I.P.: In unablässigen Attacken gegen das Schweizer Bankgeheimnis, das für jegliches Übel herhalten muss. Die Vereinigten Staaten und Grossbritannien versuchen, bei uns Schuldgefühle zu wecken, die Öffentlichkeit glauben zu machen, wir seien Banditen. Das ist absurd, denn unser System ist moralisch völlig unbedenklich. Das Bankgeheimnis ist ein durch das Gesetz garantiertes Berufsgeheimnis, das es erlaubt, ein Vertrauensverhältnis mit Kunden aufzubauen. Es begünstigt weder die Steuerflucht noch die organisierte Kriminalität oder die Terror-Finanzierung.

Kann der Finanzplatz Schweiz auch ohne Bankgeheimnis überleben?

I.P.: Im Unterschied zu unseren amerikanischen und britischen Konkurrenten hat die Schweiz mit 7 Millionen Einwohnern keinen grossen Binnenmarkt. Man muss deshalb auch ausländische Kunden gewinnen können. Wenn unser Finanzplatz seine Stärken wie das Bankgeheimnis verliert, riskiert er, auf die Hälfte zu schrumpfen.

Die Schweiz sollte also in Sachen Bankgeheimnis auch gegenüber der EU nicht nachgeben?

I.P.: Weshalb sollte sich die Schweiz den ausländischen Forderungen beugen und auf ihre nationale Souveränität verzichten? Es ist nicht in unserem Interesse, ein System zu übernehmen, das schlechter ist als das unsere. Die EU versucht uns, die wir nicht Mitglied sind, Steuer-Reformen aufzudrängen, die sie nicht einmal bei ihren Mitgliedern durchsetzen kann.

Es sind nicht nur andere Staaten, die unser Bankgeheimnis kritisieren. Es gibt auch in der Schweiz scharfe Kritiker…

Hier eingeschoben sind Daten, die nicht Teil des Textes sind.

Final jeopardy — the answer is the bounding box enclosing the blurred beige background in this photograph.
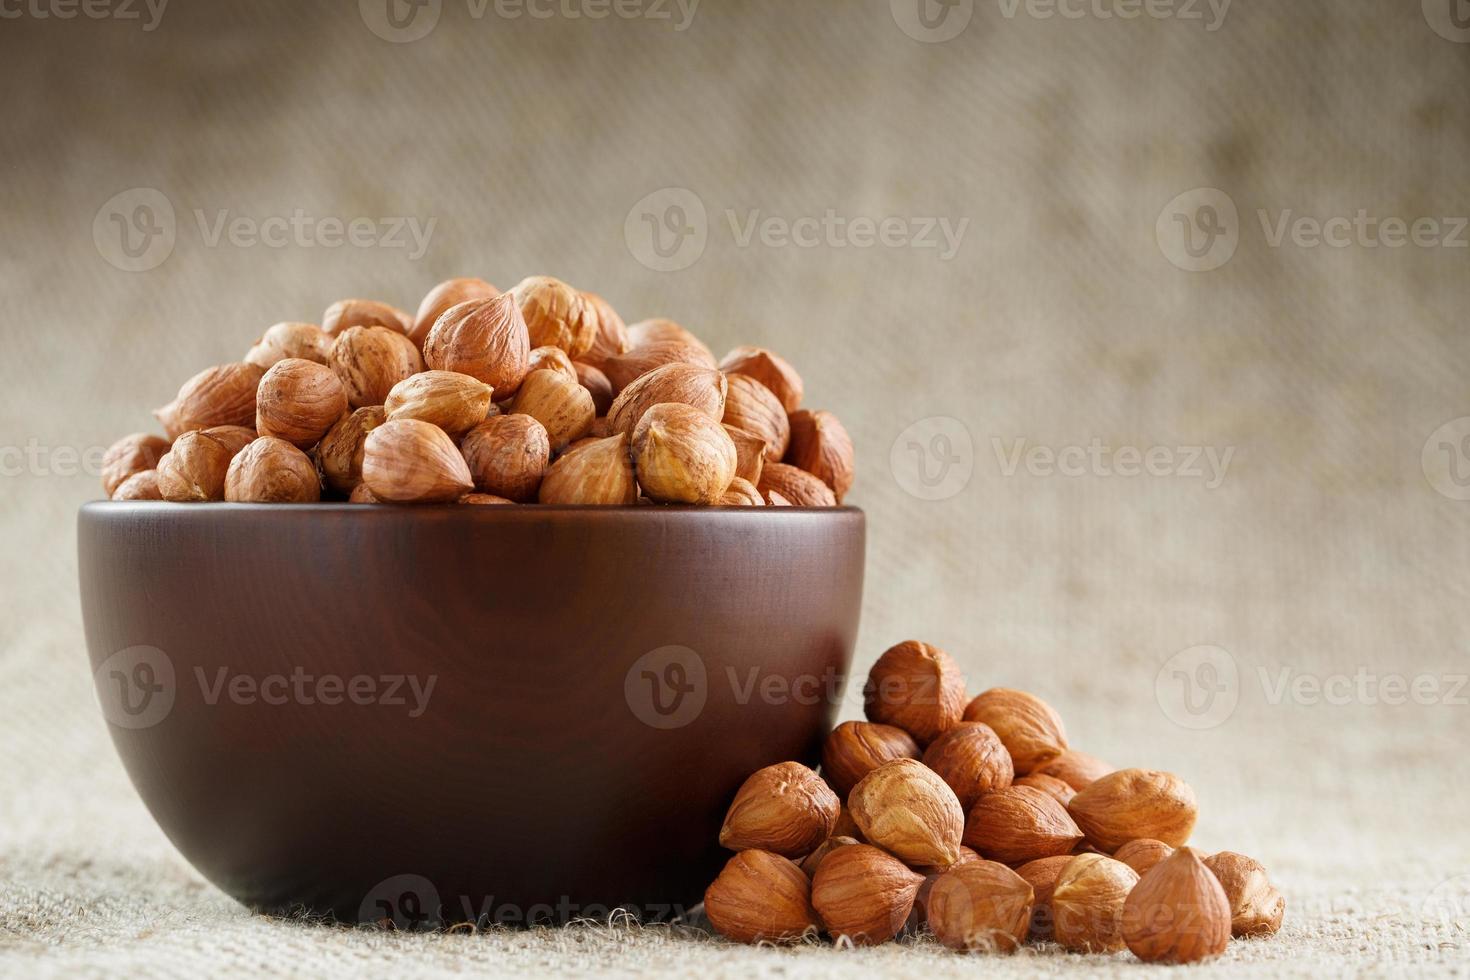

I.P.: Das ist eine Eigenart unseres Landes. Wir lassen uns Schuldgefühle einreden und geisseln uns dann selbst. Zudem begegnet der Grossteil der Schweizer Medien dem Finanzplatz mit Feindseligkeit. Das ist in anderen Ländern ganz anders: Die britischen oder luxemburgischen Medien würden ihren Banken niemals Vorwürfe machen.

Wie stark ist der Finanzplatz Schweiz durch ausländische Steueramnestien gefährdet – etwa diejenige der Regierung Berlusconi in Italien?

I.P.: Eine Steueramnestie ist dann sinnvoll, wenn ein Land im Innern zugleich die Bedingungen so verbessert, dass sich eine Kapitalflucht nicht mehr lohnt: keine Vermögenssteuer, keine Erbschaftssteuer. Anders als verschiedentlich behauptet wurde, zogen einige Schweizer Banken durch die italienische Steueramnestie mehr Kapital an als sie verloren. Zu diesen Banken gehört auch die Bank Pictet – dank deren Filialen in Mailand und Turin.

Interview von Ian Hamel

Hinter den ausländischen Attacken gegen das Schweizer Bankgeheimnis stünden in erster Linie die finanziellen Interessen der Konkurrenz, sagt Ivan Pictet.

Moralische Bedenken gegen das Bankgeheimnis hat er keine. Für Pictet kommt eine Aufweichung des Bankgeheimnisses deshalb nicht in Frage: Der Schaden für den Finanzplatz Schweiz wäre zu gross.